Mardi Gras

Tom Welch
Service Article(revised)

IT\'S MARDI GRAS!!!!! Yes, New Orleans\' famous Carnival season is this years\' never-ending party and you\'re invited. Mardi Gras, famous for its colorful and cultural parades, is an experience you can\'t go any longer w/out! The Streets are packed with both tourists and Native Louisianans as they celebrate Mardi Gras in full color and sound. . The Huge Parades come flashing down the street we fresh music, an explosion of lights, and spectacular floats. Everyone is having a great time, enjoying the festivities of the parade. So you\'re new to Mardi Gras, but don\'t want to act like it? Here in brief, are the basic facts about Americas\' greatest party.
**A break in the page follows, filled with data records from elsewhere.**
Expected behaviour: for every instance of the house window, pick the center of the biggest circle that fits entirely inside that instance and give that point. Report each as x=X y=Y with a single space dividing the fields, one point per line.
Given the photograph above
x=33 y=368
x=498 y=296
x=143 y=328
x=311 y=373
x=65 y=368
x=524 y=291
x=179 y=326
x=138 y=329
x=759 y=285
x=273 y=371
Carnival season begins on January sixth while the actual date of Mardi Gras varies every year. Mardi Gras Day is the "Fat Tuesday" before Ash Wednesday and Lent. Ok, you will need to know a bit about its\' history. The origin of Mardi Gras can be traced back to Rome in the middle ages w/ the welcoming of Spring. In 1872, the appearance of Rex as the King of Mardi Gras brought about the presentation of Carnivals\' colors, flag and anthem. The colors of Mardi Gras are purple , gold, and green. While they were probably chosen simply because they looked good together, a meaning was assigned to each of them by King Rex. Purple represents "justice", Green stands for "faith", and Gold signifies "power". A group known in the 1830\'s as the Comus organization established several Mardi Gras traditions such as the word "Krewe" which is the name for the parades members. Comus also chose
mythological names for the Parades for more of a rich tradition. Many of the Popular Parades are named after Greek Gods such as Bacchus, Orpheus, Endymion, and even the African parade, Zulu.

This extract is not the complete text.